Payments declined as expiring leases and early tenant departures left residences backing the bonds of Blackstone (BX) Group LP’s Invitation Homes vacant, Becky Cao and Brian Alan, analysts at Morningstar’s credit-ratings unit, said in a report. While 8.3 percent of the properties were vacant or occupied by delinquent renters in January, renewals on 78.5 percent of leases that expired the prior month exceeded the analysts’ expected rate of 66.7 percent.

The deal’s performance is being watched as Wall Street bankers and institutional property investors seek to follow Blackstone’s $479.1 million transaction in November with additional offerings. Initial lease expirations for the 3,207 homes are scheduled to peak from January through March, Morningstar said. To woo investors and rating firms in the new market, the transaction started with all of the units leased, unlike bonds backed by apartment-building loans.

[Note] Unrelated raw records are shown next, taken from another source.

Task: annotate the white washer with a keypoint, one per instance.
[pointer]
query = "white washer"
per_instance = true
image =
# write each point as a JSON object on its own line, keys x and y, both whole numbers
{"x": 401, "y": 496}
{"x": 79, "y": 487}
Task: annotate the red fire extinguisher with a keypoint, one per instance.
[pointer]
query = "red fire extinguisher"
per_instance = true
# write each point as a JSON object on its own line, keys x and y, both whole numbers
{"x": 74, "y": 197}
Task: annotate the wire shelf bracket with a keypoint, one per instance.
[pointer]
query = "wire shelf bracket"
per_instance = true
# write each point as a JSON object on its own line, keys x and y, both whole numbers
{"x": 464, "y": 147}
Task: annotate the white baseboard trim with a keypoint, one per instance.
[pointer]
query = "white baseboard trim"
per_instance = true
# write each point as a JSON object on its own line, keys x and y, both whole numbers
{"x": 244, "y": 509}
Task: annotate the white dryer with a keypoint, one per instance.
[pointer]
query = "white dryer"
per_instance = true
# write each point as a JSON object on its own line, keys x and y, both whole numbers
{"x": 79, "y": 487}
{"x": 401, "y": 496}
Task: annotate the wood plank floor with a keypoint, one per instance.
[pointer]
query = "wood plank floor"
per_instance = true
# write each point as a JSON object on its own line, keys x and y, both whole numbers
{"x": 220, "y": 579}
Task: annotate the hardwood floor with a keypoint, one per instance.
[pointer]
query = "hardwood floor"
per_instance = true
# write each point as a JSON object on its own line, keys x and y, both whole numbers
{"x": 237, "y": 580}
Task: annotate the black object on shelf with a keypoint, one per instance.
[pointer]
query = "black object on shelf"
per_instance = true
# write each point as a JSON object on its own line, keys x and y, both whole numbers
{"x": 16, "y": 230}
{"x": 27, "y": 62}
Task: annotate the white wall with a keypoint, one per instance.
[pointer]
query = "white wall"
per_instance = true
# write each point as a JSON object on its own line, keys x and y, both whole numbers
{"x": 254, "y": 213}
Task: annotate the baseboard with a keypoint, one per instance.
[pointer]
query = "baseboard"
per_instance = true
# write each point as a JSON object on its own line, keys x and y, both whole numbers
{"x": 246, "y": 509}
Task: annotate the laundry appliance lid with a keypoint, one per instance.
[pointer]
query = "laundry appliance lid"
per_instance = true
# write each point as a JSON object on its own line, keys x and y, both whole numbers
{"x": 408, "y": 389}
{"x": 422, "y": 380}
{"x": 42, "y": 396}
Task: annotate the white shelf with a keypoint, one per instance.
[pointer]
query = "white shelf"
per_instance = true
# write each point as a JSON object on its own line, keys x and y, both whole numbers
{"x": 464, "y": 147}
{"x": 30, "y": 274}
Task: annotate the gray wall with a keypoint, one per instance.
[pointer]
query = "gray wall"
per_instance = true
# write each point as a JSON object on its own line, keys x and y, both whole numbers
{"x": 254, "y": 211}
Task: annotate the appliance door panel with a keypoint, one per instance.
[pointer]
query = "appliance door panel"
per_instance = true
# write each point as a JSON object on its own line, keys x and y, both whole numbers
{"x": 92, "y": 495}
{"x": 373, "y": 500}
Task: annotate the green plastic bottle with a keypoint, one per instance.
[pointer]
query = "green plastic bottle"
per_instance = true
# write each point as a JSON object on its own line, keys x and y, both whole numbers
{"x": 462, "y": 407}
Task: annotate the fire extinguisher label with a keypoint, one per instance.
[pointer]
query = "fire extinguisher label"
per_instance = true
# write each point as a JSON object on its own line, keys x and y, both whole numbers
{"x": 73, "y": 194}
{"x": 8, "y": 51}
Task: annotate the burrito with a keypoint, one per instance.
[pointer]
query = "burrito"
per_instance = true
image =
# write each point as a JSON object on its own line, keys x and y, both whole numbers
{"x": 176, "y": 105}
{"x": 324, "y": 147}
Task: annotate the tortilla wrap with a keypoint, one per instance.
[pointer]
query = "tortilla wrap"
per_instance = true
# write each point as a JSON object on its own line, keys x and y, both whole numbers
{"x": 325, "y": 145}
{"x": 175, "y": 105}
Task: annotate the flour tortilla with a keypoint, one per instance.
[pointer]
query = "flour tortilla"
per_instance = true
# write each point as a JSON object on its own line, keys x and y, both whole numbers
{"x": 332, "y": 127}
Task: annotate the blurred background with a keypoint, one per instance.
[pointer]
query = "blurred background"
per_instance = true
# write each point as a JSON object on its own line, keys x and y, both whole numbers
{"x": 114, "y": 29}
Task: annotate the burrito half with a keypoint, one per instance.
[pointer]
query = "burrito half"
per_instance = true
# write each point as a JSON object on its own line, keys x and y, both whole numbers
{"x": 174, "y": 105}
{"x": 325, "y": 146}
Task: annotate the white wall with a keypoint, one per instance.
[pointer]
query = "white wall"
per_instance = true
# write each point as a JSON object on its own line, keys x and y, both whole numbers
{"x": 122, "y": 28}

“As the number of lease expirations decline throughout 2014, and the vacant properties are filled, we expect the vacancy rate to stabilize and to potentially decline,” the analysts wrote in the report sent by e-mail today.

200,000 Properties

One dealer was offering to sell top-rated notes from the Blackstone transaction for about face value today, according to Empirasign Strategies LLC, which tracks securitization-market trading. Some riskier slices were being offered by JPMorgan Chase & Co. for less than par last month, people with knowledge of trading said then.

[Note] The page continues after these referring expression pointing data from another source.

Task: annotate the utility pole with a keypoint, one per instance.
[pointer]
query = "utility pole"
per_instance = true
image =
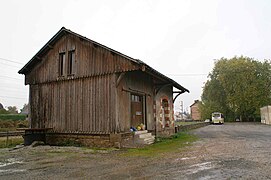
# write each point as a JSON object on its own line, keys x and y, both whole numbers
{"x": 181, "y": 109}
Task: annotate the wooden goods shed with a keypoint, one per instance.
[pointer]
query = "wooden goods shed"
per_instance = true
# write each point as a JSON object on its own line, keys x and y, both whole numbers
{"x": 83, "y": 90}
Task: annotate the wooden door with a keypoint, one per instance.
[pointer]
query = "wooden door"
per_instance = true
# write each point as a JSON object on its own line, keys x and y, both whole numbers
{"x": 136, "y": 110}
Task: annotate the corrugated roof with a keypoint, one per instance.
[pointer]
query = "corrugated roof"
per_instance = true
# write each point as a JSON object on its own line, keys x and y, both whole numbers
{"x": 64, "y": 31}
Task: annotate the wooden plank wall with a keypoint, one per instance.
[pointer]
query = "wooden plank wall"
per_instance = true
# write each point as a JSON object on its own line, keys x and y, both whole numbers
{"x": 90, "y": 60}
{"x": 137, "y": 81}
{"x": 79, "y": 105}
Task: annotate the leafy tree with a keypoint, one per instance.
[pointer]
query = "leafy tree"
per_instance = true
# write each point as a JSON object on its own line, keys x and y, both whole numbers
{"x": 12, "y": 110}
{"x": 25, "y": 108}
{"x": 3, "y": 111}
{"x": 237, "y": 87}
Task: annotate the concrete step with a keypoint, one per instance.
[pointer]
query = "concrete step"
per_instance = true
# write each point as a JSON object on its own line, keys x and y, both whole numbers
{"x": 141, "y": 132}
{"x": 146, "y": 135}
{"x": 146, "y": 140}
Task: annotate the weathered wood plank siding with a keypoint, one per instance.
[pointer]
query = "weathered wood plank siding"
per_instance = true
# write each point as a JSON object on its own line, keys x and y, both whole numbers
{"x": 85, "y": 101}
{"x": 90, "y": 60}
{"x": 80, "y": 105}
{"x": 136, "y": 82}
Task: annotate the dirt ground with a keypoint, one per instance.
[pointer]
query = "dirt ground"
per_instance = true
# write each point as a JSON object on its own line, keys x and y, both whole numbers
{"x": 229, "y": 151}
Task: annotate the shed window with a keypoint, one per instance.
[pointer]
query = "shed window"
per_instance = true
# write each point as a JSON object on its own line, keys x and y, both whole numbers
{"x": 136, "y": 98}
{"x": 71, "y": 62}
{"x": 61, "y": 64}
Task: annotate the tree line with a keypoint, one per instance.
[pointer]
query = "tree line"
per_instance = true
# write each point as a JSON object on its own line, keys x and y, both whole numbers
{"x": 238, "y": 88}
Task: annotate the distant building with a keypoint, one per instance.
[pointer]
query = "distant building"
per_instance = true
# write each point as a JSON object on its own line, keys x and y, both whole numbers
{"x": 195, "y": 111}
{"x": 84, "y": 90}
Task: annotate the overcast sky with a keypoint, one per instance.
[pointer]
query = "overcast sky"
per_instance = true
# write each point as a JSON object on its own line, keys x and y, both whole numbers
{"x": 178, "y": 38}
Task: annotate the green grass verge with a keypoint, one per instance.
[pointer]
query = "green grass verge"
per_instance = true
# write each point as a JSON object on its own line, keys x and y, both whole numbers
{"x": 12, "y": 141}
{"x": 12, "y": 117}
{"x": 164, "y": 145}
{"x": 182, "y": 123}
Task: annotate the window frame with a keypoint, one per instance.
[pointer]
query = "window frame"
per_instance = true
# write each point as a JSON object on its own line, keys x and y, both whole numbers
{"x": 61, "y": 64}
{"x": 71, "y": 63}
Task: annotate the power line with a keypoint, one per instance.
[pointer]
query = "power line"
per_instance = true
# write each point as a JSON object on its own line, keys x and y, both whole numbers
{"x": 187, "y": 74}
{"x": 10, "y": 77}
{"x": 10, "y": 65}
{"x": 10, "y": 97}
{"x": 8, "y": 60}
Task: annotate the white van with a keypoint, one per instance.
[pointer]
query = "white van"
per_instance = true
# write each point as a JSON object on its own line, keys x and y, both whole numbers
{"x": 217, "y": 118}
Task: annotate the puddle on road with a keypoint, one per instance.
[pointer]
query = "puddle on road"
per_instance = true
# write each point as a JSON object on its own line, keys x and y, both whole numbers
{"x": 9, "y": 162}
{"x": 185, "y": 158}
{"x": 200, "y": 167}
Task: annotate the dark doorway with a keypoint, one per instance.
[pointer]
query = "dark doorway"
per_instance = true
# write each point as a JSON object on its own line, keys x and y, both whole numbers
{"x": 137, "y": 115}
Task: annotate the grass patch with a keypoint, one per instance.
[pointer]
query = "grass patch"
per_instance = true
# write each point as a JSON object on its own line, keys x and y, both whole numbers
{"x": 182, "y": 123}
{"x": 12, "y": 125}
{"x": 163, "y": 145}
{"x": 12, "y": 117}
{"x": 12, "y": 141}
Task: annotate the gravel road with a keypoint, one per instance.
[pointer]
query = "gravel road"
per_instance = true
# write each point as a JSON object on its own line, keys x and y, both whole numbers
{"x": 229, "y": 151}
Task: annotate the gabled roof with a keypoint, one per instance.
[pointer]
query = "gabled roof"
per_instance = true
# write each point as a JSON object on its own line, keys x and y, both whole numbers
{"x": 63, "y": 31}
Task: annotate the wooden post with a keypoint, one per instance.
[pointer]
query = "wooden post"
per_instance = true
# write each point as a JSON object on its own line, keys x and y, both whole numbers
{"x": 7, "y": 140}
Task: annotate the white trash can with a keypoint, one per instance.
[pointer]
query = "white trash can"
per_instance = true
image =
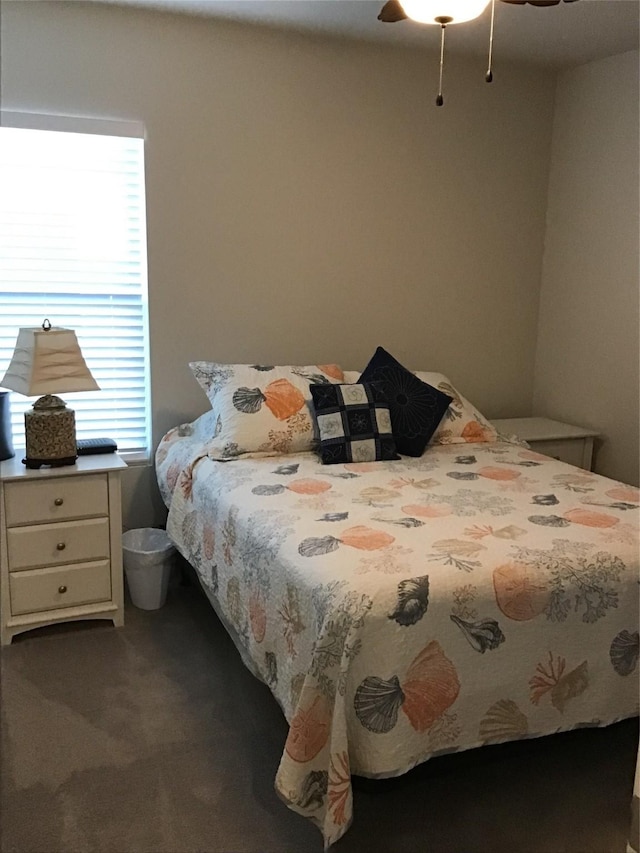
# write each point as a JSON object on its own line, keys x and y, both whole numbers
{"x": 147, "y": 555}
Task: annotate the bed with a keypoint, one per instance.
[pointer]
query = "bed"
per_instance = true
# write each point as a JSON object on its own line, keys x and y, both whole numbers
{"x": 401, "y": 609}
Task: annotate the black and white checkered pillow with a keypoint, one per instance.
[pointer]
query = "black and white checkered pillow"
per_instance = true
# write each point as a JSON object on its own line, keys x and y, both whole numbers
{"x": 354, "y": 423}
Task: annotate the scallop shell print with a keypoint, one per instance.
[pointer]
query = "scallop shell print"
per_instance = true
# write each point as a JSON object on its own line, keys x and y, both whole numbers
{"x": 309, "y": 730}
{"x": 482, "y": 635}
{"x": 624, "y": 652}
{"x": 377, "y": 703}
{"x": 248, "y": 400}
{"x": 503, "y": 721}
{"x": 413, "y": 600}
{"x": 430, "y": 688}
{"x": 360, "y": 537}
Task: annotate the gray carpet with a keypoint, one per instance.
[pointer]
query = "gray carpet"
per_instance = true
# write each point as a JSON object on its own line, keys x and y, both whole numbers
{"x": 154, "y": 737}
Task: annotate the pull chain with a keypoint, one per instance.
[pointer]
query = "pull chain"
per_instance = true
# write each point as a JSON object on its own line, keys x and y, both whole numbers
{"x": 443, "y": 20}
{"x": 489, "y": 75}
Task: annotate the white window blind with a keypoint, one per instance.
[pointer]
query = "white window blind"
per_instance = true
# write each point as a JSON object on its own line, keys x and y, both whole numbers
{"x": 73, "y": 250}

Christine Anderson, a spokeswoman for New York-based Blackstone, declined to comment.

Institutional investors, led by companies such as Blackstone’s Invitation Homes and American Homes 4 Rent (AMH), have bought as many as 200,000 U.S. properties in the last two years, taking advantage of real estate prices that fell by as much as one-third from the 2006 peak, and rising demand for rentals among Americans who lost their houses in the foreclosure crisis.

Morningstar said it expects a stabilized vacancy rate of 8 percent for homes underlying the first deal after it granted AAA grades to $278.7 million of the notes. Wall Street ultimately may sell more than $20 billion a year of rental-home bonds as investors become comfortable with those tied to smaller landlords, according to Ryan Stark, a director at Deutsche Bank AG, which structured and helped underwrite the transaction.

Kroll Bond Rating Agency said in a report at the time the Blackstone deal closed that its forecasted rental revenues after estimated property expenses covered 1.68 times the obligations to bondholders. Kroll, which used a 10 percent vacancy rate in the calculations, also granted top grades to the biggest slice of the deal, according to the Nov. 19 report.